Comprised of representatives from the Mining Sector and NGO’s the event was hosted by event was hosted by ICMM and the UN Global Compact. The full report can be found here:
But also of interest are the uploaded recordings of the workshop itself. While Mr Kilik states the event is governed by Chattam House Rules we are taking the view that, as they have posted the proceedings onto youtube, the content is safely deemed to be within the public domain.

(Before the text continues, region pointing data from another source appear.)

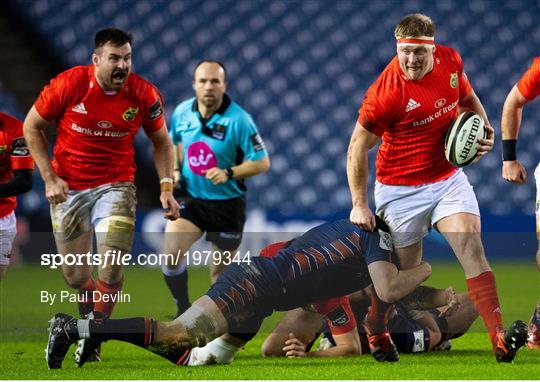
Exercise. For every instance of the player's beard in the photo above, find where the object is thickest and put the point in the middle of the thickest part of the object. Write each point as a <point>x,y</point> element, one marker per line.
<point>118,78</point>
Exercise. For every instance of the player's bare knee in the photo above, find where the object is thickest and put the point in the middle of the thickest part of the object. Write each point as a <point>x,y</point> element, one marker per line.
<point>272,347</point>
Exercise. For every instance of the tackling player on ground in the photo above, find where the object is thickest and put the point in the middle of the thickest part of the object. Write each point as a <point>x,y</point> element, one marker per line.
<point>98,109</point>
<point>411,106</point>
<point>328,261</point>
<point>525,91</point>
<point>16,168</point>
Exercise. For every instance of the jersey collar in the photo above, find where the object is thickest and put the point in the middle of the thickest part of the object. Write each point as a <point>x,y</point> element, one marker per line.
<point>222,109</point>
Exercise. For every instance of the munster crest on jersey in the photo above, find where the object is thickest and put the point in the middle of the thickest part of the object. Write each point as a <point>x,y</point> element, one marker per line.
<point>130,113</point>
<point>453,80</point>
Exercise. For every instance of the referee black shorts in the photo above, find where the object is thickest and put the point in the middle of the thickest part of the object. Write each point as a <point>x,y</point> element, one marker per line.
<point>222,220</point>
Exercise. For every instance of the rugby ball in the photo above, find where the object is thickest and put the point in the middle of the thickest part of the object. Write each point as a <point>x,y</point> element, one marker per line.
<point>461,143</point>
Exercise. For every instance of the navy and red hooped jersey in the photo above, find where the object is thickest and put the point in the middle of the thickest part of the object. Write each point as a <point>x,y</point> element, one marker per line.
<point>96,130</point>
<point>14,155</point>
<point>327,261</point>
<point>412,117</point>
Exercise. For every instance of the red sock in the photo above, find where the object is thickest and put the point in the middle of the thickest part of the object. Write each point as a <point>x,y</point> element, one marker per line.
<point>86,304</point>
<point>483,293</point>
<point>106,307</point>
<point>378,312</point>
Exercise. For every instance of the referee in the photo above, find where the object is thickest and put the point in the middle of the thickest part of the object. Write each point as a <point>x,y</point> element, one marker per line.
<point>218,146</point>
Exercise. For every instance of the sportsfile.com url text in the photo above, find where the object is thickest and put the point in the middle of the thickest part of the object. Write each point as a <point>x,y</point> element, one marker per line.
<point>117,257</point>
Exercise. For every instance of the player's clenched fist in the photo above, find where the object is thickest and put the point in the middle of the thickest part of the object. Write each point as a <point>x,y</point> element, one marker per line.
<point>294,348</point>
<point>513,171</point>
<point>56,190</point>
<point>170,205</point>
<point>363,217</point>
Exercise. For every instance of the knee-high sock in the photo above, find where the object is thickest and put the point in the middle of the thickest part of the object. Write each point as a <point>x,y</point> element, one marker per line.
<point>140,331</point>
<point>483,293</point>
<point>86,302</point>
<point>110,289</point>
<point>377,318</point>
<point>177,282</point>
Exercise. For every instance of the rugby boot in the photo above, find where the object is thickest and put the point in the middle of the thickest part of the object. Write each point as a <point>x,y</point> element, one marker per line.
<point>509,342</point>
<point>533,341</point>
<point>61,336</point>
<point>88,349</point>
<point>380,343</point>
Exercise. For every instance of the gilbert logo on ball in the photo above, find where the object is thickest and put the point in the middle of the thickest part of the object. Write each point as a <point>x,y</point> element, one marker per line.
<point>461,143</point>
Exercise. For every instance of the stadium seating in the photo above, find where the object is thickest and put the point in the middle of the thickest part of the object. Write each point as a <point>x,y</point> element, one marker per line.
<point>33,200</point>
<point>301,69</point>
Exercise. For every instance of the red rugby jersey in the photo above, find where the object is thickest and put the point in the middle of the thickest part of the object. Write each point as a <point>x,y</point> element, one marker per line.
<point>529,83</point>
<point>14,155</point>
<point>338,313</point>
<point>337,310</point>
<point>413,117</point>
<point>96,130</point>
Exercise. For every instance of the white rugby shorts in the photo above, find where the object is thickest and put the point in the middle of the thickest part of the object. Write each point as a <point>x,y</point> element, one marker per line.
<point>8,231</point>
<point>84,209</point>
<point>537,178</point>
<point>411,211</point>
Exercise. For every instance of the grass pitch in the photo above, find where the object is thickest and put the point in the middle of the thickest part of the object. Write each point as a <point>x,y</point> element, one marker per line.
<point>23,335</point>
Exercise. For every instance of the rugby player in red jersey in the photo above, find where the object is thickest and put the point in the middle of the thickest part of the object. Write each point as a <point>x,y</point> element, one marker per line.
<point>411,106</point>
<point>16,167</point>
<point>98,109</point>
<point>525,91</point>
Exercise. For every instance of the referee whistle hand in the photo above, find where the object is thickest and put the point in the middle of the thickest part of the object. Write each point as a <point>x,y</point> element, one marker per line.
<point>513,171</point>
<point>56,190</point>
<point>363,217</point>
<point>216,175</point>
<point>170,205</point>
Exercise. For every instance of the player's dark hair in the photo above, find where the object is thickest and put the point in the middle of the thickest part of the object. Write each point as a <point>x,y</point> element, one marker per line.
<point>116,37</point>
<point>221,64</point>
<point>415,25</point>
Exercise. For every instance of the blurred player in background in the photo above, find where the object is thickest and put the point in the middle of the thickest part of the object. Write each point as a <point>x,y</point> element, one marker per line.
<point>218,148</point>
<point>526,90</point>
<point>329,260</point>
<point>16,168</point>
<point>98,109</point>
<point>411,106</point>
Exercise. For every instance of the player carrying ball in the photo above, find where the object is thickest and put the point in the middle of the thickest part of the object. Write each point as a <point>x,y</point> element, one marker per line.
<point>98,109</point>
<point>411,106</point>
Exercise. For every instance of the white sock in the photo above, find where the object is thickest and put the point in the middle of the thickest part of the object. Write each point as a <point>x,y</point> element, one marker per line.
<point>217,351</point>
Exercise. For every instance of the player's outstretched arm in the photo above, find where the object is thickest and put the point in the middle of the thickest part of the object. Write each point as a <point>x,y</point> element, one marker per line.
<point>357,175</point>
<point>242,171</point>
<point>164,159</point>
<point>513,170</point>
<point>392,284</point>
<point>34,126</point>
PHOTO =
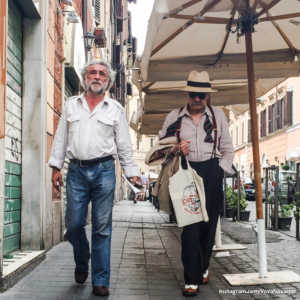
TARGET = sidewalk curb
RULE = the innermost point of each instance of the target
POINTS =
(12, 278)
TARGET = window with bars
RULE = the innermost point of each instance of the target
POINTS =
(288, 109)
(243, 132)
(263, 123)
(271, 118)
(249, 132)
(280, 113)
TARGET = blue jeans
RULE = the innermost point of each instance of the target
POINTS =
(94, 183)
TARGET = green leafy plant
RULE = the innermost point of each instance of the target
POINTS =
(232, 198)
(286, 210)
(297, 210)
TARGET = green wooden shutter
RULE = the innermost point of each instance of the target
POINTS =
(13, 134)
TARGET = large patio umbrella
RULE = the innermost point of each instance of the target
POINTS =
(164, 96)
(227, 38)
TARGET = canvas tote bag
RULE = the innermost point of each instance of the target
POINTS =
(188, 196)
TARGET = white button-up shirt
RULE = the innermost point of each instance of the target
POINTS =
(84, 135)
(200, 150)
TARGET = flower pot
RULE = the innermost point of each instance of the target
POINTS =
(229, 213)
(284, 223)
(244, 215)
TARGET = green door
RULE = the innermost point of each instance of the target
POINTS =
(13, 131)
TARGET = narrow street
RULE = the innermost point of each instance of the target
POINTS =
(146, 263)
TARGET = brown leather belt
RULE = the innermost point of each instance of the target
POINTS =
(91, 162)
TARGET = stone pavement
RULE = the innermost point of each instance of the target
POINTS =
(146, 264)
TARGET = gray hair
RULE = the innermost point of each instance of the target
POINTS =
(111, 72)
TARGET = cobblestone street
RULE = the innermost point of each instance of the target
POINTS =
(146, 263)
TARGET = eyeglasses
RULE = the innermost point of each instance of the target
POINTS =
(201, 96)
(95, 72)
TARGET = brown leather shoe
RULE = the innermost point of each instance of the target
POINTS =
(190, 290)
(101, 291)
(80, 277)
(205, 277)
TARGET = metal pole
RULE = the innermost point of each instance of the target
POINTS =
(266, 196)
(276, 196)
(218, 240)
(256, 159)
(239, 196)
(224, 198)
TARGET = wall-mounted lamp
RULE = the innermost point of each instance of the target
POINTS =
(72, 16)
(67, 2)
(98, 38)
(88, 40)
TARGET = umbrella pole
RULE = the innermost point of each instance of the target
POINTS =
(261, 241)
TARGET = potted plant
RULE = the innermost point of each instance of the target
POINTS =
(297, 214)
(284, 216)
(229, 195)
(232, 202)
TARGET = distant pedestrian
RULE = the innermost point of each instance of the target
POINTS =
(206, 143)
(145, 183)
(92, 132)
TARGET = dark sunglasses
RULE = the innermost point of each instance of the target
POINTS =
(201, 96)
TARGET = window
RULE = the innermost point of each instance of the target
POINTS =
(151, 142)
(288, 109)
(271, 114)
(263, 123)
(243, 132)
(249, 132)
(279, 113)
(137, 143)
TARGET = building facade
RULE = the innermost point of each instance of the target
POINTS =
(278, 114)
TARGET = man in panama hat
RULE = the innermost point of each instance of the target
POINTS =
(206, 143)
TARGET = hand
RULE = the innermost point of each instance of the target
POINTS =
(57, 179)
(184, 147)
(135, 179)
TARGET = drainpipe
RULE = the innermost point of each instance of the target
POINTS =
(84, 23)
(3, 35)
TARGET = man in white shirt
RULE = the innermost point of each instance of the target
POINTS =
(92, 133)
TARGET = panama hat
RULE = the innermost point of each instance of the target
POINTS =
(198, 82)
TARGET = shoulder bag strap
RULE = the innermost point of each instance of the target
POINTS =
(179, 125)
(215, 131)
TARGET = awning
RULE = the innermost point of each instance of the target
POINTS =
(293, 154)
(180, 39)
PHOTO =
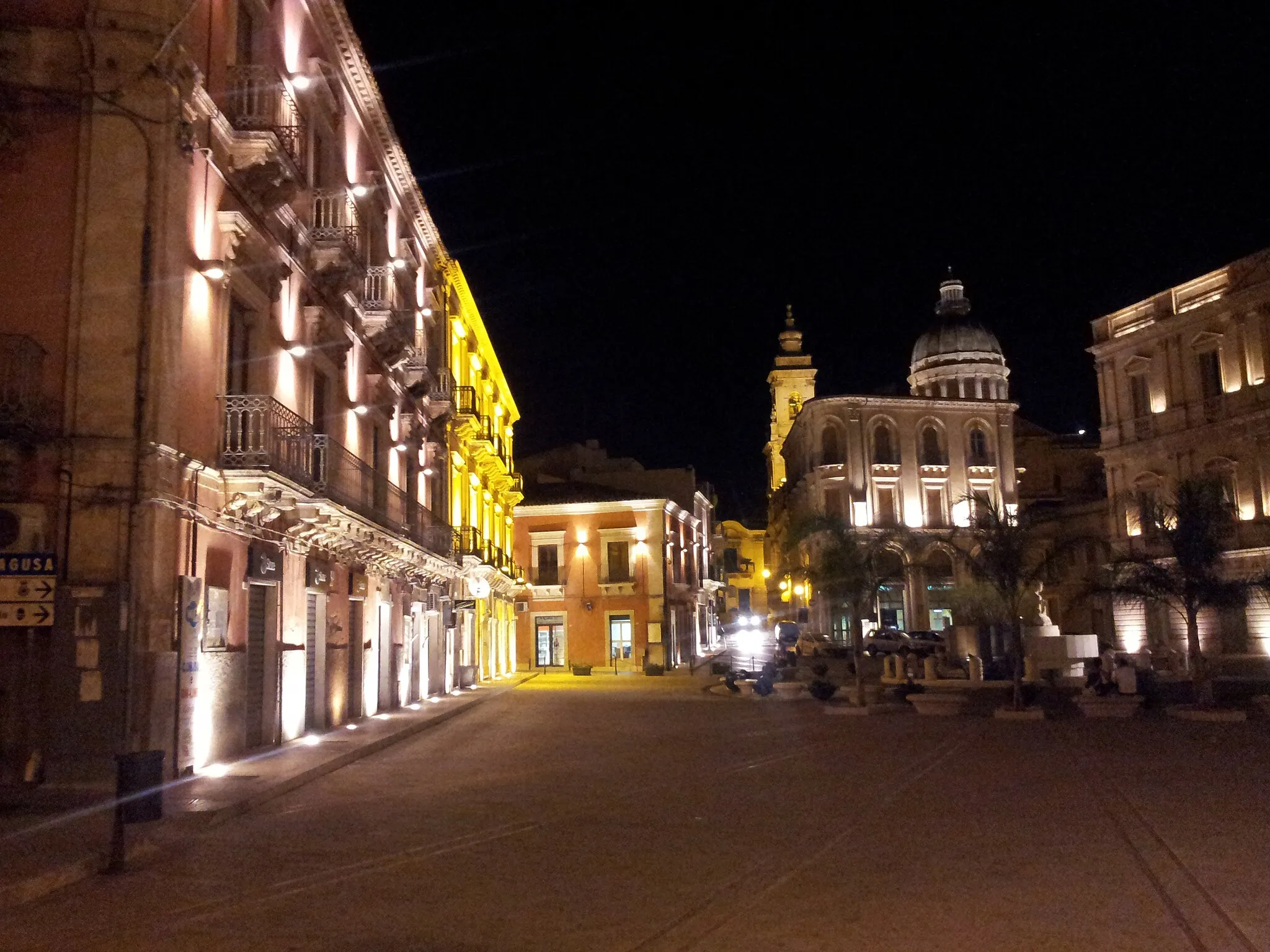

There are a series of short films but the following ‘clip’ (hour plus) looks at a case study from Rio Tinto and Kijik Corporation on Alaskan Indigenous Peoples work:
Interesting points from the film:
- A community with little experience/understanding of mining and development- education on the impact of project is likely to have way in advance of construction
- The incorporation of traditional systems of decision making into the collaboration
- Good individual representatives- “respectful”
- Garnering of advocacy and support not initially entered into- would have been deemed too much for a project that needed a major paradigm shift for local people to approve it
- Primary Inventory of concern including protection of subsistence resources and cultural/historic sites
- The importance of local jobs being created and the secondary economy- interesting statistics on local areas decline in terms of economy and population.
- Beyond consultation- Stakeholder to owner. Revenue sharing post commissioning
- (48:30) the Rio representative talks about the challenges standardizing work across a large group to meet a defined standard.